5月5日
これはしがく新聞5月号の巻頭コラムです。
■リード
デフレーションの略語である「デフレ」。新聞やテレビのニュースで頻繁に耳にするこの言葉。物の値段が下がり続けることを指すデフレが今の日本の最大の懸念であり、これ以上デフレが深刻化すると恐ろしいことになる。今回は、いかにデフレを脱却していくべきかを、多くの国会議員に影響を与えている三橋貴明先生から普段習っている話をもとにお伝えしたい。
■本文
牛丼一杯四百円だった二十年前と比べ、今や一杯二百八十円。三割も安くなった。一個人の消費者から見れば、物は安い方が良いに決まっている。だが反面、企業は価格競争に巻き込まれ、業績は軒並み悪化。そのため、給与が下がり、ボーナスカット。挙げ句の果てにはリストラが進む。企業側から見れば至極当然である。
将来に不安がある今の日本では、消費者は安いものを買い、多くを貯蓄に回すようになる。日本全体を見渡すと、国民の預金額は約一五〇〇兆円。日本の歴史上、最も預金額が積み上がっている。ちなみにバブル期だった二十年前の預金額は約一〇〇〇兆円。二十年で五〇〇兆円増えた計算となる。なぜこのようなことが起きたのか。多くは、政府が国債を発行して得たお金を使い、景気対策で様々な形で国民の手に渡ったものだ。しかし、国民は将来の不安からお金を使わずに貯蓄に回す。この悪循環から二十年抜け出せないでいる。

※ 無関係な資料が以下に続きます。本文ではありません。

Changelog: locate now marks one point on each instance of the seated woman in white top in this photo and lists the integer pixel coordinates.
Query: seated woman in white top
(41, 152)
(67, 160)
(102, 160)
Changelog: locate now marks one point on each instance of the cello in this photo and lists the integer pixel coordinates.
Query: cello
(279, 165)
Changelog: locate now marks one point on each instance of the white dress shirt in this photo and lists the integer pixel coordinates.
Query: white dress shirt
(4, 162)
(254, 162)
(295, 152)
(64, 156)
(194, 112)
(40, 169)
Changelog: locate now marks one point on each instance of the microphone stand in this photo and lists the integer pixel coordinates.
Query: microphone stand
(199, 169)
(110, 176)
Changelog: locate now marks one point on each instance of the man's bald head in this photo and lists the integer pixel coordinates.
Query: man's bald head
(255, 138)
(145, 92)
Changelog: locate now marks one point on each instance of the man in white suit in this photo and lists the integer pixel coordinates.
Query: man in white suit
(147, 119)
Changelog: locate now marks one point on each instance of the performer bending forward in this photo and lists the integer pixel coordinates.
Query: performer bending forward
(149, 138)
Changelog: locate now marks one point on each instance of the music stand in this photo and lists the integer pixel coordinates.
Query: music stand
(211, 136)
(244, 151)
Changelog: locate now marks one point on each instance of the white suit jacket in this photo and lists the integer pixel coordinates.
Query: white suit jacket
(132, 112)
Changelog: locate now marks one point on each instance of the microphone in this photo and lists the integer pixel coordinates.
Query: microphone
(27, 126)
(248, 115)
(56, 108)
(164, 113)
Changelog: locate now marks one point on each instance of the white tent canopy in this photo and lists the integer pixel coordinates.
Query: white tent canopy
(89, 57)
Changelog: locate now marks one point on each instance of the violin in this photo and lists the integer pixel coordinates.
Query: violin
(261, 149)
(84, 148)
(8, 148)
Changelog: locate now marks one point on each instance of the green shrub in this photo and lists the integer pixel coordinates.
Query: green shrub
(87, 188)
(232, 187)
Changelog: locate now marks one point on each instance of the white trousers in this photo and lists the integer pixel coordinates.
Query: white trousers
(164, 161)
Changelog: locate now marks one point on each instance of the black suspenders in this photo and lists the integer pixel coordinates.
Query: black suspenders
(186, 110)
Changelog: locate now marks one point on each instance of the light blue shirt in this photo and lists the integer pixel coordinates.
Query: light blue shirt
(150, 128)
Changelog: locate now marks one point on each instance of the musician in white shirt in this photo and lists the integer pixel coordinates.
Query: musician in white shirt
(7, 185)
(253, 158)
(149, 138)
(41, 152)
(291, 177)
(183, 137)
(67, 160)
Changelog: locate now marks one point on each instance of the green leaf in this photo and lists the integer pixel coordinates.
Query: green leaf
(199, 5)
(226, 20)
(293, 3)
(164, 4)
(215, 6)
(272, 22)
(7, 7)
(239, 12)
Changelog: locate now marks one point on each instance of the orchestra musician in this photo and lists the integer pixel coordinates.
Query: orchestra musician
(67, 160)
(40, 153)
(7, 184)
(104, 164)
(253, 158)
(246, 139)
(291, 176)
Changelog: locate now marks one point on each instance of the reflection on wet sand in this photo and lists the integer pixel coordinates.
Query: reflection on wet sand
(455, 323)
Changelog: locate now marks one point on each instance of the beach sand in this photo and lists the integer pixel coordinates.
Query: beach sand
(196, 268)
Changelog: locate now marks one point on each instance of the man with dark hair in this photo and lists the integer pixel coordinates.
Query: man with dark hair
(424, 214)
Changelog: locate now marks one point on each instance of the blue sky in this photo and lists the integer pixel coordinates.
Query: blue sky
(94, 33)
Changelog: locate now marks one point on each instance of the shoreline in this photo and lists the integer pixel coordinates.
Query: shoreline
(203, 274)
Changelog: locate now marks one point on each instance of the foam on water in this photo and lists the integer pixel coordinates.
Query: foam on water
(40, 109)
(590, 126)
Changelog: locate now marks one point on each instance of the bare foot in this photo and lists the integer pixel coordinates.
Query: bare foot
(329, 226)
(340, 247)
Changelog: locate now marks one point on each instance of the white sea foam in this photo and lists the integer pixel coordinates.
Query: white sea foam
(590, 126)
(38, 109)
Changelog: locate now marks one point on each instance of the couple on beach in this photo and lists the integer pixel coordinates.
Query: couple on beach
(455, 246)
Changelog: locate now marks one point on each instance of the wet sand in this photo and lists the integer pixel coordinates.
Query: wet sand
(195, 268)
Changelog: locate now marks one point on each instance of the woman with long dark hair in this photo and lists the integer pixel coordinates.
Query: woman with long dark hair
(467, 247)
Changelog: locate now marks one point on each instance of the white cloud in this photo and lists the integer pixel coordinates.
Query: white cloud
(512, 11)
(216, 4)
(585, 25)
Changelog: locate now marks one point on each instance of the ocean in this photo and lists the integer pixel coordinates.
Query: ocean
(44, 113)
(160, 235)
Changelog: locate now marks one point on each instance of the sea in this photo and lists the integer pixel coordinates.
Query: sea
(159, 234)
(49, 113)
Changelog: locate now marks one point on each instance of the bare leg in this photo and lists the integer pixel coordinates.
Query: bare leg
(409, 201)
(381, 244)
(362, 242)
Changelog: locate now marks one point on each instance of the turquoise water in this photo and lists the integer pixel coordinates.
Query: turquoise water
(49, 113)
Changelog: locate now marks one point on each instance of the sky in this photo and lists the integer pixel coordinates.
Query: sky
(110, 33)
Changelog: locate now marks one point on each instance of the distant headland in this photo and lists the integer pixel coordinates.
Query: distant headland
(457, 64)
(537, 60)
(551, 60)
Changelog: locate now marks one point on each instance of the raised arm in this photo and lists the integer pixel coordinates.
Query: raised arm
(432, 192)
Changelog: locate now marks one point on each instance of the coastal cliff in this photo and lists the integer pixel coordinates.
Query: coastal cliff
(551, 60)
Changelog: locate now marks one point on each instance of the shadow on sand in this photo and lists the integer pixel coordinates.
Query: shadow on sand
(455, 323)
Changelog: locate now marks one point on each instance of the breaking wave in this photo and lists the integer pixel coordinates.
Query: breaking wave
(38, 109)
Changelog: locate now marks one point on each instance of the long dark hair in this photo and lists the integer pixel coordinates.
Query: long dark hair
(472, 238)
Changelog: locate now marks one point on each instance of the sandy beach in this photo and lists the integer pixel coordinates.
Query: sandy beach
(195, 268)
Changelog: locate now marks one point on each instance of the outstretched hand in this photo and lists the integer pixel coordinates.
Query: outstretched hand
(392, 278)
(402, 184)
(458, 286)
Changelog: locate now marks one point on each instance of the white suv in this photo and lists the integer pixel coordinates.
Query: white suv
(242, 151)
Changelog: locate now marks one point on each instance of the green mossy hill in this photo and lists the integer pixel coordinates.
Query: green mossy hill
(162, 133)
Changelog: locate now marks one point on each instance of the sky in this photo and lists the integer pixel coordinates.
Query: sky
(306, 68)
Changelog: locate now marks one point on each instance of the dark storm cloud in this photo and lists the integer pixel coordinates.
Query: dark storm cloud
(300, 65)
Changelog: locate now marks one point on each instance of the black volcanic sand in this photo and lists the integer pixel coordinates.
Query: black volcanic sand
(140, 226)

歴史を振り返れば、一九二九年から始まった世界恐慌の影響によってデフレに陥ったアメリカでは、わずか四年でGDPが半分になった。失業率はなんと二十五パーセントに達した。それだけ失業者が増えれば治安も乱れ、餓死者も出てくる。日本でも、失業率が上がり、当時のアメリカのような事態になることは絶対に避けたい。では、どうすれば好景気の良い時代になるのか。それには企業が投資を活発にし、社員採用を増やし、国民は好景気になると感じて、安心して消費を増やすことが不可欠だ。
仙台市は今、好景気の地域として知られている。復興事業により建設業者中心にたくさんの仕事があり、夜の繁華街は銀座からホステスがたくさん流れてきていて、バブル期さながらの様相だ。デフレ脱却のヒントはここにある。
まず、政府は思い切った復興支援に乗じた景気対策を打つべきだ。京都大学の藤井教授が言うように、復興予算を五〇兆円から一〇〇兆円の規模で組み、日本を自然災害に強いモデル国家として創り上げるのだ。関東での大震災に備え、病院や学校をはじめとする公共施設の耐震化をおこない、太平洋側の道路や線路が使えなくなる事態を想定して、日本海側の高速道路と新幹線を完成させる。原子力発電所にも今以上の安全対策を講じ、政治的なリスクによる価格変動が大きい石油や天然ガスだけに頼らないようにする。すでに一万五千ヶ所の橋は、危険を回避するため重量規制がかけられている。こうした道路・橋の整備をおこなう。公共事業を増やすことで雇用が生まれ、経済が循環する。年間三万人の自殺者も必ず減る。消費税増税は、インフレになってからで良い。今は復興国債や建設国債を発行し、民間企業にお金を落とす時期なのだ。
日本を良くする為に、やらねばならないことはたくさんある。今は、デフレ脱却が緊急課題である。八十年前の大蔵大臣、高橋是清を見習ってほしい。彼は見事に日本経済をデフレから脱却させた。もちろんデフレ脱却は通過点だ。「日本はGDP一〇〇〇兆円を達成し、世界のモデル国家として頼られる」。そんな壮大な目標を掲げられる政党、政治家に一票投じてもらいたい。